TAMPA, FL-Tampa Bay’s 59.8-million-sf, 13-submarket industrial real estate area is still setting no records but more tenants are beginning to lease space as property owners drop rents and cut deals daily, according to a new market analysis by Colliers Arnold Real Estate Services Inc.

Q3 vacancies are at 15.04%, down 0.45% from second quarter but still above the 8.98% national average. However, net absorption has improved to a positive 364,743 sf from a negative 532,613 sf in the previous period. But counting sublease space, the vacancy mark shoots up to 16.17%, fractionally lower than 16.74% in the second quarter.

“The industrial market has hopefully hit the bottom of this cycle,” at says Colliers Arnold senior research analyst Jeremy Kral. In the report, he projects the market will pick up strongly by the second or third quarter of 2003.

But he fears the fourth quarter may bring negative absorption again. “The instability of the stock market has paralyzed larger companies that remain reluctant to expand space,” Kral says. “Landlords have been cutting rates for three consecutive quarters while trying to attract new tenants, decreasing the average quoted rental rates 20 cents since the first quarter.”

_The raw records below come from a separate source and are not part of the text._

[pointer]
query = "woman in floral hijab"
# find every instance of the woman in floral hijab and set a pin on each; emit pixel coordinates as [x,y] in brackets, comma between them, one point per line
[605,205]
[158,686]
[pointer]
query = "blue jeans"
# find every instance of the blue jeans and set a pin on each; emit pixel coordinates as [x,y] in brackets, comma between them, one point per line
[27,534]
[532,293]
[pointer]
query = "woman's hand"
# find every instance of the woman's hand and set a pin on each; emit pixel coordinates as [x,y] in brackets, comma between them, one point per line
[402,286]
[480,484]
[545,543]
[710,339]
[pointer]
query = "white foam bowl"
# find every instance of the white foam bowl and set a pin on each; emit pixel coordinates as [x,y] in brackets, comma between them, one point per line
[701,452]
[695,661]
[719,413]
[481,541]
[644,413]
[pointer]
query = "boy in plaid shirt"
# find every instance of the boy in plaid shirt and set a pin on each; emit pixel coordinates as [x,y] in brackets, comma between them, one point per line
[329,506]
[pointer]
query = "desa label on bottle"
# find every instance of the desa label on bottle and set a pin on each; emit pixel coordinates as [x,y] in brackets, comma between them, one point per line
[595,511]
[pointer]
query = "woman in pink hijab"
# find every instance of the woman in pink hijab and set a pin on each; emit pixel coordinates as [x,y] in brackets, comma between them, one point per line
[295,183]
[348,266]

The average quoted rent is $5.37 per sf, down from $5.46 per sf in the second quarter. “We are finding that while the quoted rates have decreased, concessions such as free rent are still widely available,” Kral says.

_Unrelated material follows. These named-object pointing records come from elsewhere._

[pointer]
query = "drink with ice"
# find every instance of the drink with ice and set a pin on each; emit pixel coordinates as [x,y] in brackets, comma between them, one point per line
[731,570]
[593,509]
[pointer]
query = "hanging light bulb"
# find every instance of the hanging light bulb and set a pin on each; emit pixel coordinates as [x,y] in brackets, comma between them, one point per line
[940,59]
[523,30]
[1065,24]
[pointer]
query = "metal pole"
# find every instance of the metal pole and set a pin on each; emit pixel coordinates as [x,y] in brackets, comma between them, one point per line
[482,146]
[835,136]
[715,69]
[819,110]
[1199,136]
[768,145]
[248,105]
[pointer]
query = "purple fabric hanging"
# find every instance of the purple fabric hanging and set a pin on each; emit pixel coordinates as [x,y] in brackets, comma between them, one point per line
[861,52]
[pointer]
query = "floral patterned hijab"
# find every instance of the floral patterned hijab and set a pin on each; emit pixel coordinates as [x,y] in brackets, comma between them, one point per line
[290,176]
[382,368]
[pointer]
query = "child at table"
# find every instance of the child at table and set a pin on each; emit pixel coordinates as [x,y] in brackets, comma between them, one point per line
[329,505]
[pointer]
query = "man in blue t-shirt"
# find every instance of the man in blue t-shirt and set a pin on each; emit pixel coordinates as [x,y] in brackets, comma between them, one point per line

Land sales always hold the key to future industrial projects and sales of tracts over five acres are down from prior years in the Tampa Bay market. In Hillsborough County especially, land sales in the first 10 months of this year totaled 140 acres with an average price of $1.75 per sf versus 122 acres priced at an average $1.52 per sf. Sales in 2000 totaled 132 acres compared to 540 acres in 1999.

“Land sales have been largely limited to build-to-suits for the past two years,” Kral says. “Lack of demand rather than oversupply” is the reason.

Additionally, some industrial sites, such as two former business parks in Plant City, FL, changed their land use to residential. “While industrial users/developers will be attracted to the large tracts of fairly inexpensive land, absorption and change of use is reducing that supply,” the Colliers Arnold researcher finds.

Kral projects the Interstate 4 hub will continue to capture demand for super-regional warehouse locations in 2003 and 2004, with the largest users moving into the Central Florida corridor. That means the average size tenant in East Tampa has become smaller.

“Older, less efficient warehouse space within the East Tampa market will require retrofit and division of space, subdividing to compete effectively for smaller tenants,” Kral says. He sees the Gateway and Airport submarkets retaining high occupancy and strong rents because of their limited land supply and other barriers to new construction. “Demand for industrial investment buildings should remain strong throughout 2003l,” Kral predicts.